Problemi di ambito e comprensione
- Problemi di Ambito: Difficoltà nell'individuare il livello di dettaglio dei requisiti e nel tradurre i bisogni degli stakeholder in specifiche tecniche.
- Problemi di Comprensione: Difficoltà nell'utilizzare un linguaggio comune tra gli stakeholder e nel comprendere le best practice.
- Problemi di Conflitto: Conflitti tra stakeholder che vedono i requisiti in modo differente.
- Problemi di Volatilità: I requisiti possono cambiare durante il ciclo di vita del progetto, influenzati da fattori esterni come leggi, mercati e strategie aziendali.
- Casi d'Uso: Descrizioni dettagliate di sequenze operative specifiche che il sistema deve essere in grado di eseguire.
Metafore e gestione dei requisiti
- Metafora del Telefono Senza Fili: Illustra la difficoltà di comunicazione chiara e precisa nella trasmissione dei requisiti.
- Metafora della Catena: Analogia per descrivere la gestione dei requisiti come una catena di comprensione e comunicazione tra le varie parti interessate.

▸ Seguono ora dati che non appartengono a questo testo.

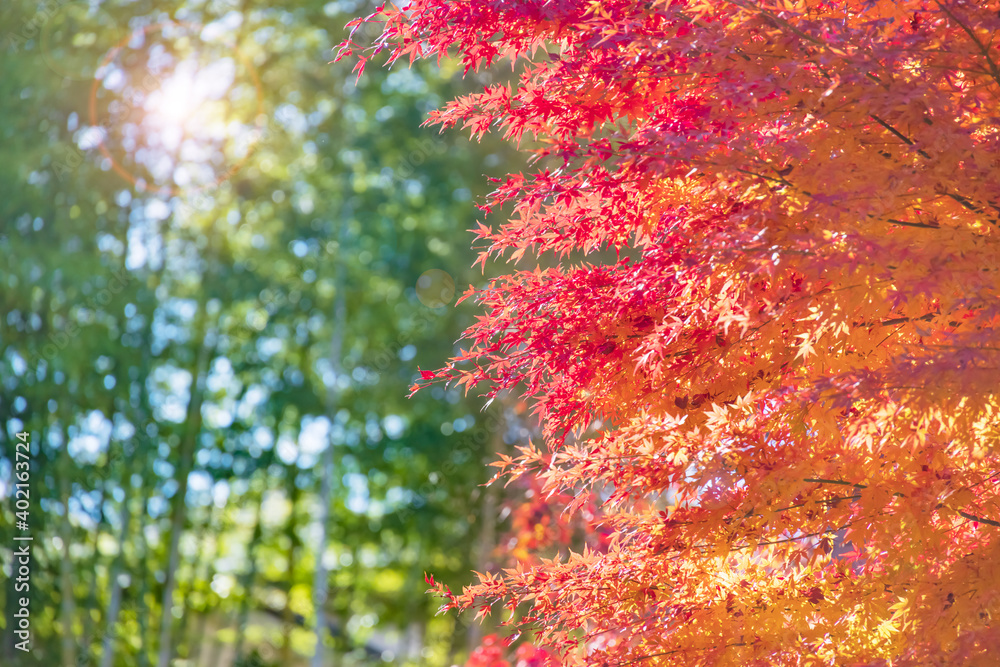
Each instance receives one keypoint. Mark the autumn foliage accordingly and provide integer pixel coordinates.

- La fase di esplorazione è delicata e vitale, dove non solo si raccolgono i requisiti, ma si devono anche gestire ambiguità, conflitti e cambiamenti, assicurando che i requisiti finali riflettano accuratamente le necessità degli utenti e le capacità del sistema da realizzare.
Domande da interrogazione
- Qual è l'importanza di una chiara descrizione dei casi d'uso per gli stakeholder?
- Quali sono le conseguenze di un'errata analisi dei requisiti?

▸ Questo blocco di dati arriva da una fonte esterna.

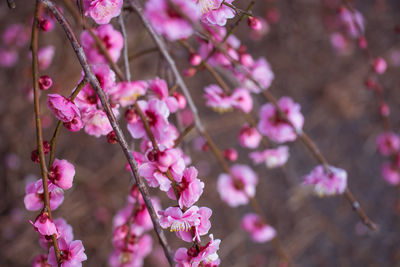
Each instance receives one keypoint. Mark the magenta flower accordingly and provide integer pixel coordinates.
(390, 173)
(327, 181)
(274, 127)
(249, 137)
(73, 253)
(44, 225)
(214, 12)
(112, 40)
(102, 11)
(217, 99)
(241, 99)
(191, 257)
(62, 174)
(34, 197)
(160, 89)
(189, 187)
(157, 114)
(126, 93)
(272, 158)
(179, 221)
(64, 109)
(166, 21)
(237, 190)
(388, 143)
(259, 231)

- Come vengono classificati i requisiti software?
- Quali tecniche possono essere utilizzate per la raccolta dei requisiti?
- Quali problemi possono sorgere nella gestione dei requisiti?

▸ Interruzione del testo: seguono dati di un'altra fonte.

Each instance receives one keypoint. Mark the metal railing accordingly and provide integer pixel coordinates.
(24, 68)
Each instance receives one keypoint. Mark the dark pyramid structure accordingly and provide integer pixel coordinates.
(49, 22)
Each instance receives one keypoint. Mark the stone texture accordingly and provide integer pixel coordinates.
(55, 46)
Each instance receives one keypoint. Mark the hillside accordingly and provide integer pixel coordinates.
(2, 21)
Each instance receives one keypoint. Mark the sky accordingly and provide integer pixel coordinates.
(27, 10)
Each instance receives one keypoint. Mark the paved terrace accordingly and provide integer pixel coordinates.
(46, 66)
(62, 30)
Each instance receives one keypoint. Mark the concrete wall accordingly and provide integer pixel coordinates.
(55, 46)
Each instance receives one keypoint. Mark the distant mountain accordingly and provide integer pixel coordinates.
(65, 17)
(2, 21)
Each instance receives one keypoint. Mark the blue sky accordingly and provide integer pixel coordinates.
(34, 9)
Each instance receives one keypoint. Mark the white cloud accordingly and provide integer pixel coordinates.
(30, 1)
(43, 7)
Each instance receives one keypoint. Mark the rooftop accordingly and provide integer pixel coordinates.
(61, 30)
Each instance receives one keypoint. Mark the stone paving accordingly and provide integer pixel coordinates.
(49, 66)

Una chiara descrizione dei casi d'uso è fondamentale per garantire che anche gli stakeholder non tecnici comprendano le funzionalità del sistema, iniziando dal "happy path" e includendo alternative e eccezioni, come indicato nel testo.
L'errata analisi dei requisiti può portare a errori nel sistema finale, come la dimenticanza di funzionalità o la creazione di requisiti irrilevanti, evidenziando l'importanza di un'analisi accurata e centrata sugli utenti.
I requisiti software sono classificati in requisiti utente, requisiti di sistema, requisiti funzionali e non funzionali, con dettagli specifici per ciascuna categoria, come descritto nel testo.
Tecniche come interviste, focus group, osservazioni sul campo e questionari sono utilizzate per raccogliere requisiti, ognuna con i propri vantaggi e svantaggi, come indicato nel documento.
Problemi di ambito, comprensione, conflitto e volatilità possono influenzare la gestione dei requisiti, rendendo difficile tradurre i bisogni degli stakeholder in specifiche tecniche, come evidenziato nel testo.